Red Belly Pacus and live plants?


----------



## Kogo (Mar 14, 2008)

that would be bad, but i think he means piranha. they also tend to be hard on plants, but they are not specifically plant eaters.


----------



## djrichie (May 15, 2008)

I think he was asking what it would be used for mean.... as a quick filter foir the tank, or used on UGF...... or maybe you just want to us it to make a current or waves.... Either or I like aquaclear power heads, never hae had a problem heck I never had on breakdown yet. As far as flow rate for aquaclear is go as such:

10 - 80gph
20 - 125gph
30 - 175gph
50 - 275gph with rev flow,,,,125gph
70 - 400gph " " " 175gph
901 - 935gph

for a 55gal tank a aquaclear 50 is recommended.

As far as your sub. for plants..... I using eco complete in 2 tanks a 55 and 70 gal tanks..... very happy with the results, but after 18 months you are back to adding ferts as with any plant sub.. It may not be worth the investment.
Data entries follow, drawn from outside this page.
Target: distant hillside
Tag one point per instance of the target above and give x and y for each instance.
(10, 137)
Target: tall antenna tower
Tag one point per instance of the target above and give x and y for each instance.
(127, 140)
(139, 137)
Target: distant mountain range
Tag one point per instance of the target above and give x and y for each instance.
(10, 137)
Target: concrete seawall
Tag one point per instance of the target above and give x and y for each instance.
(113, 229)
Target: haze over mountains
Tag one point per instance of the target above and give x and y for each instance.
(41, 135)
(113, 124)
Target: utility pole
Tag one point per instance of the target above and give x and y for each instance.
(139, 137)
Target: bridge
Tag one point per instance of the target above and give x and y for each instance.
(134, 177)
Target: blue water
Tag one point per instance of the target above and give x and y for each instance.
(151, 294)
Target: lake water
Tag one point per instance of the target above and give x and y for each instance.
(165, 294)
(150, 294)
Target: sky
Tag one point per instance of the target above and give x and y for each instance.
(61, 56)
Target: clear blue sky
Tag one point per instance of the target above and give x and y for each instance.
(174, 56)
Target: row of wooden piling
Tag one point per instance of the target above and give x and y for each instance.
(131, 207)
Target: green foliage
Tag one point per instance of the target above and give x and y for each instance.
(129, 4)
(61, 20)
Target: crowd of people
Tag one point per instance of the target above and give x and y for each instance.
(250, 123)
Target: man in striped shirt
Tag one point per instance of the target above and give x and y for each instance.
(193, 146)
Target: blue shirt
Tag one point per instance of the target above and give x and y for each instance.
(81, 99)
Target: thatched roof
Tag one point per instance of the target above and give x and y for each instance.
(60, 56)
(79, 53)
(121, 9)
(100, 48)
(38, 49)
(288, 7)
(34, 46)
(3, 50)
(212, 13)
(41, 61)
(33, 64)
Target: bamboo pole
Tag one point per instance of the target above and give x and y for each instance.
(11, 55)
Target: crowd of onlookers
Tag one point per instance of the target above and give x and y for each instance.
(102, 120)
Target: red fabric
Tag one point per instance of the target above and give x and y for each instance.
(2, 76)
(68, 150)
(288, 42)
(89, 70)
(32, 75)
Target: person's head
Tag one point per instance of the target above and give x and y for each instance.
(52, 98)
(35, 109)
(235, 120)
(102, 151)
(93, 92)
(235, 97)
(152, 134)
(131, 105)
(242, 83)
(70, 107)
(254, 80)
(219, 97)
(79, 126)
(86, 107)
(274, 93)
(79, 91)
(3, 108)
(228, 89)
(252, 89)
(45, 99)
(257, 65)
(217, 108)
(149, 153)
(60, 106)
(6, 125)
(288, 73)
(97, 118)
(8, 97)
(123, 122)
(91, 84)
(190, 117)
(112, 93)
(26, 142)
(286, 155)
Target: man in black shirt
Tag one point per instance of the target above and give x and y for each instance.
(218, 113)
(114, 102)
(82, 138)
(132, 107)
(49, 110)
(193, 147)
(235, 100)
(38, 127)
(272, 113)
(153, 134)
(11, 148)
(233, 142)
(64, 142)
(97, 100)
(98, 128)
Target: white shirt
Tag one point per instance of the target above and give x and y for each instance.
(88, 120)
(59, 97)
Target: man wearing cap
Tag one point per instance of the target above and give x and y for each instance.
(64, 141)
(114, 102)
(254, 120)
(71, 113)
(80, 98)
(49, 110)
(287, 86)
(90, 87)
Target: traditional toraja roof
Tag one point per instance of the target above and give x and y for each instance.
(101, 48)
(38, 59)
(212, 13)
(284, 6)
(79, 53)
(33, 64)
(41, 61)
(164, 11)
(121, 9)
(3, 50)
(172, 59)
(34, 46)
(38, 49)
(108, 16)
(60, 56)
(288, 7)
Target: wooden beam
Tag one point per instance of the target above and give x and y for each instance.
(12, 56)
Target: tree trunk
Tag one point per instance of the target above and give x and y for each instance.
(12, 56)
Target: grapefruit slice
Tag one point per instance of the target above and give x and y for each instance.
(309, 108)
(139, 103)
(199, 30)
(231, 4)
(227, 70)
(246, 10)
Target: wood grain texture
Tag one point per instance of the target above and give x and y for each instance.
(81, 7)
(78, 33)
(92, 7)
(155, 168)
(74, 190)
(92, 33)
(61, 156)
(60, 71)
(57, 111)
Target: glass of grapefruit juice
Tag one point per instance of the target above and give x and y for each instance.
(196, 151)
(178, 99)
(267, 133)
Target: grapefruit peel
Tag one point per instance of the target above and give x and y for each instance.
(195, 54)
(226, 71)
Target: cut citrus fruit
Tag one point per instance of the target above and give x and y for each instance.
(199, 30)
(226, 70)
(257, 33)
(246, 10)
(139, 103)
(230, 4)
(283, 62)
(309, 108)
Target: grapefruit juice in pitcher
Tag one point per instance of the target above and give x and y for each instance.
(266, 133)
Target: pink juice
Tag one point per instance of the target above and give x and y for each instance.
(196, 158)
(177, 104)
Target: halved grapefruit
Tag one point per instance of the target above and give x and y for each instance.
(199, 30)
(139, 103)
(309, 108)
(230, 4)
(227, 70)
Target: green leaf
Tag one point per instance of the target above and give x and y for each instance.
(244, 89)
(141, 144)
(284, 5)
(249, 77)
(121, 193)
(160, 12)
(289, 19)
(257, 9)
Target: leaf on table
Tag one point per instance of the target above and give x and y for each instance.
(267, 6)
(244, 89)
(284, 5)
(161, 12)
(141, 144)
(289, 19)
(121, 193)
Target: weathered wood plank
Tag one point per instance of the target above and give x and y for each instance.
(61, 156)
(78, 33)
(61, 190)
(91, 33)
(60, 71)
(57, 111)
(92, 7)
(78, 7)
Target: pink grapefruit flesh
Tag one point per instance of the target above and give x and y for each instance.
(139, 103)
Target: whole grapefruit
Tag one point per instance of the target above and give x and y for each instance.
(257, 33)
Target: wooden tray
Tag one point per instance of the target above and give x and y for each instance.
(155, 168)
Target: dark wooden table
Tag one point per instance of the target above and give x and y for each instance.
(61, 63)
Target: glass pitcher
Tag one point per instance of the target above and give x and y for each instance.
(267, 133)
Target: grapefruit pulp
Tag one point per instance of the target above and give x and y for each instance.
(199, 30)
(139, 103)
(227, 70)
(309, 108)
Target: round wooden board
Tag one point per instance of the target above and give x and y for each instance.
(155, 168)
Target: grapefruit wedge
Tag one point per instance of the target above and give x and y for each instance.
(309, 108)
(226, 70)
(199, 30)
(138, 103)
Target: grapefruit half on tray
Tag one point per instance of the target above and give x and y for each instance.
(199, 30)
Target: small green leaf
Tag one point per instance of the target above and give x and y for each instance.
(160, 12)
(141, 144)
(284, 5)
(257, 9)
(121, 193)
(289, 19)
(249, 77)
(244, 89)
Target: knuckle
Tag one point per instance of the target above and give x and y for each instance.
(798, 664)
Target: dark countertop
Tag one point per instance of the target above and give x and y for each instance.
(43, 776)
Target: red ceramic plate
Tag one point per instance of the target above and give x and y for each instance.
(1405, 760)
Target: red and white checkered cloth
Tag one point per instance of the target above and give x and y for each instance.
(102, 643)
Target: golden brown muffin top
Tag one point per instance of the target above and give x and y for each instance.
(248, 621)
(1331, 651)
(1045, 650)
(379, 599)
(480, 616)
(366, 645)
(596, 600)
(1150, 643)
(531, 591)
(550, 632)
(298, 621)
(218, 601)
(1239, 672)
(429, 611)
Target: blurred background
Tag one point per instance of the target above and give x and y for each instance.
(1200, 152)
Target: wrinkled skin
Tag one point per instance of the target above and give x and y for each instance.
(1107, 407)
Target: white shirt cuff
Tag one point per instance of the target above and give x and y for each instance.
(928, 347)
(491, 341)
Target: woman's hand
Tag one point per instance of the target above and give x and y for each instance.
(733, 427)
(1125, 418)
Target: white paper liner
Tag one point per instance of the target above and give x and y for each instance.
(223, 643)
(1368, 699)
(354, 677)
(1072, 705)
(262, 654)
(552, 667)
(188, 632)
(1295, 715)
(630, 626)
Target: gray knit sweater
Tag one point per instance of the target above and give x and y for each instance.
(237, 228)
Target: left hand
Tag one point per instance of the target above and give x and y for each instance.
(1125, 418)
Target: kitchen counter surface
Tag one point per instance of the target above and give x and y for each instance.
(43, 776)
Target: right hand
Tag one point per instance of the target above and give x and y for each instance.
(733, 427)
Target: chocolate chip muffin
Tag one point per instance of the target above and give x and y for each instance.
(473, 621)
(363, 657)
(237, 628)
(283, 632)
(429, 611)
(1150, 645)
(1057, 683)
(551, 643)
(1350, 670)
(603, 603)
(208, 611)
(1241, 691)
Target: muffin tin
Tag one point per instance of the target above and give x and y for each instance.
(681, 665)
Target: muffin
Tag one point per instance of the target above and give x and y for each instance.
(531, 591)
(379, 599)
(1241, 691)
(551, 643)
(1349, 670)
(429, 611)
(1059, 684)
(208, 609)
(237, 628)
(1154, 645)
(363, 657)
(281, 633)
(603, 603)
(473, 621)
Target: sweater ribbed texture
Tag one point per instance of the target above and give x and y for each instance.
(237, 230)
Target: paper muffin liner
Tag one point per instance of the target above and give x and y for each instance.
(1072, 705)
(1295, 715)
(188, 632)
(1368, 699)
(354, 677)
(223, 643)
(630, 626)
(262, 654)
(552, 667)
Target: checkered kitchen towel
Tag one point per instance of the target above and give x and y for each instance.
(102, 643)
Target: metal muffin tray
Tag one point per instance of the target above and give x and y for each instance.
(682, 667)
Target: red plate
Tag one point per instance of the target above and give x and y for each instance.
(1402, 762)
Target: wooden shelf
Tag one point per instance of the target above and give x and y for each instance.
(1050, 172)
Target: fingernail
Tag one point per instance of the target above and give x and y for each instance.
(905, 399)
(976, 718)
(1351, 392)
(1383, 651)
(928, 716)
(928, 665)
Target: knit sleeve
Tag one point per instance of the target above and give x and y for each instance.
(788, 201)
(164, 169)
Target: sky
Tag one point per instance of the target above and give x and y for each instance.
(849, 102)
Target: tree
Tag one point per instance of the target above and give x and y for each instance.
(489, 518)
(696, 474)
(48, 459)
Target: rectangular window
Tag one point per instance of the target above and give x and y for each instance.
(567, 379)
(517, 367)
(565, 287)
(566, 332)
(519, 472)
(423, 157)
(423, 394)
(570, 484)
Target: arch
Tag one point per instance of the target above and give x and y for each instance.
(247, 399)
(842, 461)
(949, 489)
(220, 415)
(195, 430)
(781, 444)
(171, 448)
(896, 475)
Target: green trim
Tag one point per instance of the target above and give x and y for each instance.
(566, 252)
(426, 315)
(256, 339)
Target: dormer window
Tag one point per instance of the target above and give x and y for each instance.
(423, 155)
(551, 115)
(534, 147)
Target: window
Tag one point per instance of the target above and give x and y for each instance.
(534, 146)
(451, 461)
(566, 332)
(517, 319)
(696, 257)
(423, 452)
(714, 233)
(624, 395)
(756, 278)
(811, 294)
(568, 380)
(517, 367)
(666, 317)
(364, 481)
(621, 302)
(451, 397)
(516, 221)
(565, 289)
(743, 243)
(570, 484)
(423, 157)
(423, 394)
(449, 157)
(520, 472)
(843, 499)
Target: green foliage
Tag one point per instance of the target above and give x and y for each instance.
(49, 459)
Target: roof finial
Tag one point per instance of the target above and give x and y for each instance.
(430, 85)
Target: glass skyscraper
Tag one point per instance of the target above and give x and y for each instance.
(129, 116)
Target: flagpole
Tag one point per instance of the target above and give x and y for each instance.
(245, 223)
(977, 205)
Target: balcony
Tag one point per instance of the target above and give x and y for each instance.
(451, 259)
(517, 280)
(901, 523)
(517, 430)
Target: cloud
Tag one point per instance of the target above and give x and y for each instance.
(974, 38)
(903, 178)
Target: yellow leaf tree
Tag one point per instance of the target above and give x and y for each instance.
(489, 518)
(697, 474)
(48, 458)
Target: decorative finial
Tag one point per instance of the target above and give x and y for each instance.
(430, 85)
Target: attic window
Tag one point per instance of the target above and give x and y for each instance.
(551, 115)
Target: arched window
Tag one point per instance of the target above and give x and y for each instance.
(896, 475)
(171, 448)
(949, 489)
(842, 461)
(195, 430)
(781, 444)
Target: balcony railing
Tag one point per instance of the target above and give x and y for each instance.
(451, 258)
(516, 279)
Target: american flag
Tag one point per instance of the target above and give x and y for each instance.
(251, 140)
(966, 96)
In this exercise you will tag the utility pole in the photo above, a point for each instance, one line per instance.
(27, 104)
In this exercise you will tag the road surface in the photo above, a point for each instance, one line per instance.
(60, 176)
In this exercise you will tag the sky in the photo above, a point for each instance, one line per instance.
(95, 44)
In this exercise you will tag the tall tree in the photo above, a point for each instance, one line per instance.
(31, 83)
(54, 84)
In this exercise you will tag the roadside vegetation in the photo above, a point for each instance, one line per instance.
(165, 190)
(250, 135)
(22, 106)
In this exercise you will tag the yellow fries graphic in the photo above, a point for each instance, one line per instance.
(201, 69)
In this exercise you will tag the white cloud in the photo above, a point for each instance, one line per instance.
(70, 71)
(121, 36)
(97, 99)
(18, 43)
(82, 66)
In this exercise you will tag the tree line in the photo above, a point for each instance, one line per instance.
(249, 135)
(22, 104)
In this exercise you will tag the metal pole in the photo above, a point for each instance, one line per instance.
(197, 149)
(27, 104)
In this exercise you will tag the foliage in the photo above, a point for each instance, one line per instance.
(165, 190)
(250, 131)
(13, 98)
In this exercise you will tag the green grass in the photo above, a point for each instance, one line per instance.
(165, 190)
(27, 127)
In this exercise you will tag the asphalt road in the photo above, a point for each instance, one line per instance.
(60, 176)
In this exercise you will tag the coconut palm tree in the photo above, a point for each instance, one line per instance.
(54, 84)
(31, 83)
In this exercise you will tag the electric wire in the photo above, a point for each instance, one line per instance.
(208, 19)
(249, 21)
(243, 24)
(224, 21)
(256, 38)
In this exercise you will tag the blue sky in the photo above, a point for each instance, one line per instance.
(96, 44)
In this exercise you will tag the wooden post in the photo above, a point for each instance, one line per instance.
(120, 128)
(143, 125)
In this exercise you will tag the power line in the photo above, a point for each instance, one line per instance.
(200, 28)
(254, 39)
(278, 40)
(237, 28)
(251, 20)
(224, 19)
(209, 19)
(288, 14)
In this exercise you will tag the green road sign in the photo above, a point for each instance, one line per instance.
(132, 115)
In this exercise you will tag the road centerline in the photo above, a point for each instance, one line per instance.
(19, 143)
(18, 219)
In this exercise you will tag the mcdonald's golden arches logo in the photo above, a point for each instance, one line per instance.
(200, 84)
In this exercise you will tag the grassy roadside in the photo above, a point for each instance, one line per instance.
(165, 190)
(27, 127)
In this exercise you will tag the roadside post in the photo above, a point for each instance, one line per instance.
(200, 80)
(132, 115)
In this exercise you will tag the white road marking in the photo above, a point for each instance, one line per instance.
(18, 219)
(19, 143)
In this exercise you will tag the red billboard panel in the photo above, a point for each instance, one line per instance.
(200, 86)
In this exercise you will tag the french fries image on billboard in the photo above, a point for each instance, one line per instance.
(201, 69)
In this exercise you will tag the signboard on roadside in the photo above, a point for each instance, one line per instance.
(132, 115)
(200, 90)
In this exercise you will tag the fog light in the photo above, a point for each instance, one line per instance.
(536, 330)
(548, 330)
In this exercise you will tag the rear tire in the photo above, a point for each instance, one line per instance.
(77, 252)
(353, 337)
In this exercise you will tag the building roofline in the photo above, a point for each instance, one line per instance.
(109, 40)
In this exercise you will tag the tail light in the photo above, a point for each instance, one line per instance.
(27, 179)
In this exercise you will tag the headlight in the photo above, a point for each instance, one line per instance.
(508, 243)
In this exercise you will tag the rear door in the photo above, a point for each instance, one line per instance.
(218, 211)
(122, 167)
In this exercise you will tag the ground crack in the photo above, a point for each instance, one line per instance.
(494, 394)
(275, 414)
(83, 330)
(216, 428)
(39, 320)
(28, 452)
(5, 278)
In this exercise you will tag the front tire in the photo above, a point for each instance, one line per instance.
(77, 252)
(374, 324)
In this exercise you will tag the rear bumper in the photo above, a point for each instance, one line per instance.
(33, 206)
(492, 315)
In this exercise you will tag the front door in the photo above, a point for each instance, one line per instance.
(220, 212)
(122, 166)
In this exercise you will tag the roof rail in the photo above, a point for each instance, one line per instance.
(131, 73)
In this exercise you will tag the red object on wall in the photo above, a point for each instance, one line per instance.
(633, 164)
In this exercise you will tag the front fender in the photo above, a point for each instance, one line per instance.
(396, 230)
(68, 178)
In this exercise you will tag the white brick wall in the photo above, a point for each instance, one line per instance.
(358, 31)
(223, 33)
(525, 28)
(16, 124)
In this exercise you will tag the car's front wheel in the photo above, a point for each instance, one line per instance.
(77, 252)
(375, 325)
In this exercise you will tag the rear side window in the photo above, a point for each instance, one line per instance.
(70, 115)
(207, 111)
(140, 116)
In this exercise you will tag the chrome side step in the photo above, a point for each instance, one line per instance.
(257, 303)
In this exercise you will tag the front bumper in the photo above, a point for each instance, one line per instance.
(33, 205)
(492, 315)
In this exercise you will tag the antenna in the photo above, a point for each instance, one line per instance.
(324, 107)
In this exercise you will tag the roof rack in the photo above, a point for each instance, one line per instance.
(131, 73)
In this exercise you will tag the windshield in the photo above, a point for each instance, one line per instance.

If you discide to just use gravel 3mm gravel is best for plants. then you just add fert tabs to each plant (usually good for 3 months) and weekly liquid ferts... and you will get the same effect.


----------



## sacco2 (May 28, 2008)

thanks for the info and Im using the powerhead for a current tryin to replicate amazon to make it as close to natural habitat for RB's as possible.


----------



## djrichie (May 15, 2008)

will if it current you want look into a circulation pump..... there are several type that very in price..... as with a power head the shoot out a tube of water high pressure but a circulation pump it more of a fan in the water just creating a nice even flow of water


----------



## sacco2 (May 28, 2008)

Ok that sounds more like what I want....Do u know of any respectable brands off hand?


----------